Aslında Diaz dediğin adamın bir Flash’lık işi var. Bu haftaki Flash bölümünde Digıl’ı iki saniyede kapıp getiren Beri’nin, Diaz gibi birini halletmesi zor olmasa gerek. Tamam, kendi dertleri var ama 5 dakikalık iş canım
Aslında bir okluk işi vardı Diaz’ın ama o kadar kişiyi indiren Arrow’un, onun işini bitirememesi sıkıcıydı. Adam böğrünü açıyor, vur diyor, bizim hıyar Oliver, duruyor. Hadi onu geçtim, Ra’s gibi adamla dövüşmüş birinin dövüşte Diaz’ı rahatlıkla halledememesi komediydi. Kimlerden eğitim almış adamsın, gülünç olmayın.

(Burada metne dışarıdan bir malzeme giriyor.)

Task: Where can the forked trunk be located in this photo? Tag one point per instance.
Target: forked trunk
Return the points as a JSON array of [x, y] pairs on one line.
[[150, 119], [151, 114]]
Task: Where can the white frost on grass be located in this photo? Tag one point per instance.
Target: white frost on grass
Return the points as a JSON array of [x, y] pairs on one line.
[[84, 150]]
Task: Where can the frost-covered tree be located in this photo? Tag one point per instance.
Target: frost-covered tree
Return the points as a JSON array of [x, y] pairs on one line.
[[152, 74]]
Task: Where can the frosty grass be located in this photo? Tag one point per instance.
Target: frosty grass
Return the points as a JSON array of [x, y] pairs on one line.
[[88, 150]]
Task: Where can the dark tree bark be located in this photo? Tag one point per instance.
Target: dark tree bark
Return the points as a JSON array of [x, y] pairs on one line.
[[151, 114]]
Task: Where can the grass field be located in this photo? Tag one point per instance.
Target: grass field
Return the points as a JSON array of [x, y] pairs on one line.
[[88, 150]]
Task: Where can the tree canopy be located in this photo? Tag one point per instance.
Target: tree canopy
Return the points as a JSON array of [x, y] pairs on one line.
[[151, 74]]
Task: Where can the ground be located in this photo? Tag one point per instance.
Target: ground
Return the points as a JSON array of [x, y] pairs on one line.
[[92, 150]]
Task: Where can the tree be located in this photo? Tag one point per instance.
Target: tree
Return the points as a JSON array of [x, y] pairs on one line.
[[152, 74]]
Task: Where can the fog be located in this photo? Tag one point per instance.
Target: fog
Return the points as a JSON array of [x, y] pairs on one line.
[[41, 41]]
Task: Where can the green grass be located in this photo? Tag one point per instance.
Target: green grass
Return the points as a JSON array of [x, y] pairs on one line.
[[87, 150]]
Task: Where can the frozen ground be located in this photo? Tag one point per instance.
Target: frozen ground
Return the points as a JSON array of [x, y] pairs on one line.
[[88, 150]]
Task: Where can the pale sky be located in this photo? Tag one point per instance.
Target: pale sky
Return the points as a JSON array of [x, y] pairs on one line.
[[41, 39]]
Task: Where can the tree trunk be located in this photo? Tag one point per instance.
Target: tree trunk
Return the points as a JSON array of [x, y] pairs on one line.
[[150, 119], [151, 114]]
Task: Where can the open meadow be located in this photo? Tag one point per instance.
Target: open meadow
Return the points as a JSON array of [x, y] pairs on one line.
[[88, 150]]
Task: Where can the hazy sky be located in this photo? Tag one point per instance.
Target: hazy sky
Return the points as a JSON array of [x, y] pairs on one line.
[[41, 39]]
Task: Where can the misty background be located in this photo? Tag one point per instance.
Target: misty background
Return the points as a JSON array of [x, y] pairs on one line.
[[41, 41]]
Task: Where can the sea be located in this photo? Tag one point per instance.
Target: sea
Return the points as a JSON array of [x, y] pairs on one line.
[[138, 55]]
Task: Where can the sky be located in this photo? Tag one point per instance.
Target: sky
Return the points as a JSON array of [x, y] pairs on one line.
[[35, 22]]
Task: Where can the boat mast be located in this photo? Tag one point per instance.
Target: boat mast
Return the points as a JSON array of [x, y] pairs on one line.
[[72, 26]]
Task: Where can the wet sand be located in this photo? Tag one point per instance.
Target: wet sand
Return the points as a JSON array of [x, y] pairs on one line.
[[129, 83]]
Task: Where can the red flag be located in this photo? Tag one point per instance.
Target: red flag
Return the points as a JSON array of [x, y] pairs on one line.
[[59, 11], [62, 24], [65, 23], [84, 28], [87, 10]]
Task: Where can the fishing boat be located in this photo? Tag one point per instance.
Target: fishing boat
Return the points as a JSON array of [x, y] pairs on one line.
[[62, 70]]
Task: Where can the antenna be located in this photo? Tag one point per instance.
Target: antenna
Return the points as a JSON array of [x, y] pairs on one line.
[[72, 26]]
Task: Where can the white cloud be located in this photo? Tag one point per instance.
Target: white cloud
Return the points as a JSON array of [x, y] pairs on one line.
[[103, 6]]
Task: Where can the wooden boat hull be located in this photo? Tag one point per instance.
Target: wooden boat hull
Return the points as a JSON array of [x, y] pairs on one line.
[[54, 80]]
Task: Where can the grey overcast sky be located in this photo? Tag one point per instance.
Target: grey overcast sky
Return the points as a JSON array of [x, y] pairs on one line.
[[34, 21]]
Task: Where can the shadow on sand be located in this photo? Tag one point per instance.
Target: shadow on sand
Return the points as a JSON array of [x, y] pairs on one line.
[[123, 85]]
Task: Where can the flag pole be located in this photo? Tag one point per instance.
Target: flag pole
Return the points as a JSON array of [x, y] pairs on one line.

https://www.youtube.com/watch?v=ZroYfWb2Bjo
Haftalardır bizim Olivır’ın Green Arrow olduğunu bilmeyen kimse kalmadı, sezon sonu tüm şehre açıklasın düşüncem gerçekleşti. Diziye bundan sonra nasıl bir etkisi olacağını merak etmiyor değilim. Adam sonsuza denk hapiste kalmayacak sonuçta, çıkacak ve şehrine geri dönecek.
https://www.youtube.com/watch?v=gB1LrvzIF10
Neyse, bir sezonun daha sonuna gelmiş bulunmaktayız. SCDD başlayıncaya kadar yeni sezonla ilgili bir şey görmeyeceğiz. Bakalım yeni sezonda ne yapacaklar?
Olsun.
Stephen Amell Still Hoping For Arrow/Supernatural Crossover
İzledim nihayet sezon finalini. Bir kısmı tahmin edilesiydi ama fena de değildi.
* Oliver’ın hapse girmesine de şaşıramadım. O da bizzat planlayarak kendi sonunu hazırladı hatta. En azından şehre (nihayet) kim olduğunu anlattı, bu da bir şeydir.
* Sara’nın konuk olacağını unutmuşum ben, görünce hatırladım. İyi bari, en azından Quentin’i yalnız göndermedler.
Tahminen gelecek sezon görüşürüz.
Tamam, neden olmasın?
Bunlar da her diziyle crossover yapmak istiyorlar.
zaten bu arkadaş ağır gerizekalı mı yoksa ağır trol mü karar veremedim.
Bu arada kendisi şu sıralar Instagram’da hikaye paylaşmış. İlk ikisinde Sony Channel Türkiye’de Arrow açık ve onu izliyor.
Kanal dublajlı yayın yapıyor bu arada. İkincisinin sonlarına doğru biraz gülüyor hatta (arkadaki dış ses onundur yani herhalde).
Benim jeton azıcık geç düştü. Bu adam İstanbul‘da. (+)
Tabii tabii, başka nereden bulup izleyecek Sony Channel Türkiye’yi
Dolar/TL kurunu bilmeden harcama yaparsan öyle gelir tabii.
The Lady demands adventure
Poster
Bizim kızılcık Arrow’a gelmiş. Sevindim valla.
Shadowhunters’ Katherine McNamara Joins Cast Arrow Season 7
Shadowhunters’tan gitseydik de başkası olsaydı aslında. Pretty much diğer hepsi.